How was she going to do all of this in s.i.x.w.e.e.k.s? She felt sick.
“Are you OK?”. It was a colleague that she knew worked as a frontline adviser for the RDS. She told him what she needed to do.
“You need to have something to pull off the shelf if you are going to make a six week deadline”, he said. “Actually, I think that call has two submission deadlines. The second one four months after the first. That would give you more time. Look, why don’t you apply for support from RDS and we’ll see how we can help”. She could feel herself starting to relax.

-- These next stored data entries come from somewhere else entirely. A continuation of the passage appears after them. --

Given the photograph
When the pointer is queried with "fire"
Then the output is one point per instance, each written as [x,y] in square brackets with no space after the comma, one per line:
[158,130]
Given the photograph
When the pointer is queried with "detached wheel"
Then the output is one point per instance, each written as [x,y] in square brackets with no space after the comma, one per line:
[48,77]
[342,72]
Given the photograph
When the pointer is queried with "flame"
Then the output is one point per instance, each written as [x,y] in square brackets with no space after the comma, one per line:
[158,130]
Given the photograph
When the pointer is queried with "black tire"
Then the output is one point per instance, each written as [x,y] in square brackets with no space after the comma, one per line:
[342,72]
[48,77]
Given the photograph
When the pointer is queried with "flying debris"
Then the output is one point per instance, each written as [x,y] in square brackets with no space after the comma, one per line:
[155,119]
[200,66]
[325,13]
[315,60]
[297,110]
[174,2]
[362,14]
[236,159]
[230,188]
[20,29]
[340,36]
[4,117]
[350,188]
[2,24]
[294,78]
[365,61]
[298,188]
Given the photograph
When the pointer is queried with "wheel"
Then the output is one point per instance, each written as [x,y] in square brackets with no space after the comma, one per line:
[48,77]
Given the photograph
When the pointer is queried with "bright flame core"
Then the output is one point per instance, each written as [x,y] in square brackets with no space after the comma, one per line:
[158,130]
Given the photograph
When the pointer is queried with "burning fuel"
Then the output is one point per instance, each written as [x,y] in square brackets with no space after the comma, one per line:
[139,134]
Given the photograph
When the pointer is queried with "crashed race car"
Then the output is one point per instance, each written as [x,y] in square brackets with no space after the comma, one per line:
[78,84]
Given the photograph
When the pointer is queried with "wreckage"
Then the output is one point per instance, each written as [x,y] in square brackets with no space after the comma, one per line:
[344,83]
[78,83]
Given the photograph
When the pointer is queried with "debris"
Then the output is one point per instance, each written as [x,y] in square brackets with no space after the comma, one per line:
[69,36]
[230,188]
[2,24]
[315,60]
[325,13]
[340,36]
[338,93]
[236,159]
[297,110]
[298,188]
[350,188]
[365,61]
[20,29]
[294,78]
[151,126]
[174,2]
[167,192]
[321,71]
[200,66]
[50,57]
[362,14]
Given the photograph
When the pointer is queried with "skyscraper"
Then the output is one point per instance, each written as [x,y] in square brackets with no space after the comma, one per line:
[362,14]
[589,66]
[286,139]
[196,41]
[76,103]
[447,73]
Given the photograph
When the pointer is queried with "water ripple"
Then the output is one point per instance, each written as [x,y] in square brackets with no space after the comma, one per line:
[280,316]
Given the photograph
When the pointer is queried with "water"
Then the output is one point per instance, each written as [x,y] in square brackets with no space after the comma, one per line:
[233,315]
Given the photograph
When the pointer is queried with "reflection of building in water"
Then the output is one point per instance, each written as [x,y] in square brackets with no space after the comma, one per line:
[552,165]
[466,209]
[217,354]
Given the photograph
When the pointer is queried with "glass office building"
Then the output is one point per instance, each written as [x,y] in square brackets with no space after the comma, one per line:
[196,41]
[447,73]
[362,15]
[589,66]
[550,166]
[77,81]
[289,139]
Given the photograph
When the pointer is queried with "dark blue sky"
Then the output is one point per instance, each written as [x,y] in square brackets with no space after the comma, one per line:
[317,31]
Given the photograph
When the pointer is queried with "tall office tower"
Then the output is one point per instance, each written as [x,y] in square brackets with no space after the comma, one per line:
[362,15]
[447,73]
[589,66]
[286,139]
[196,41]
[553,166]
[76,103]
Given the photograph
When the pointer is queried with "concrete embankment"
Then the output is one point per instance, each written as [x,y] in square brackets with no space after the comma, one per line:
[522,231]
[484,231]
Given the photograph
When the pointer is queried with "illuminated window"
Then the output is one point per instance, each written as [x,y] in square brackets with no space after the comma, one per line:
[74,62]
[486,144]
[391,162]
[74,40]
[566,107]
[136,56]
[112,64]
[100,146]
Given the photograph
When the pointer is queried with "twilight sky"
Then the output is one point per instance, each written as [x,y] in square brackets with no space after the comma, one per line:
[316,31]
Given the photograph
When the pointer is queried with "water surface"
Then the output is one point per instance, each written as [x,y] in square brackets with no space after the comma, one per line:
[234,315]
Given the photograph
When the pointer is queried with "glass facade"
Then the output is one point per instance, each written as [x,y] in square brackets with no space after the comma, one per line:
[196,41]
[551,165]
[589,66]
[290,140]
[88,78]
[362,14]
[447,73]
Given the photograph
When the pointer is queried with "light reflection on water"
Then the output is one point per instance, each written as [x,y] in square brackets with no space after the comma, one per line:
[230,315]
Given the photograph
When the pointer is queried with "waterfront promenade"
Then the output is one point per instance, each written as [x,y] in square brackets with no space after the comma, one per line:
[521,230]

Then she realised … they had done a feasibility study and were just finishing a standalone pilot study, both funded through NIHR. So, they had the team, the public involvement group and the research design. The pilot had tested the design to make sure everything worked well together. They had links with the CTU. And they had some preliminary results that would feed into a sample size calculation for the full trial, and that had indicated that their intervention should be of benefit. She’ll have to update the literature review. The second deadline would still work for the research team, and the PI would be back well before then to work with her on the application. They would also have time to send the application out for peer review.
She went on the RDS website and submitted her request for advice. Things were looking brighter already.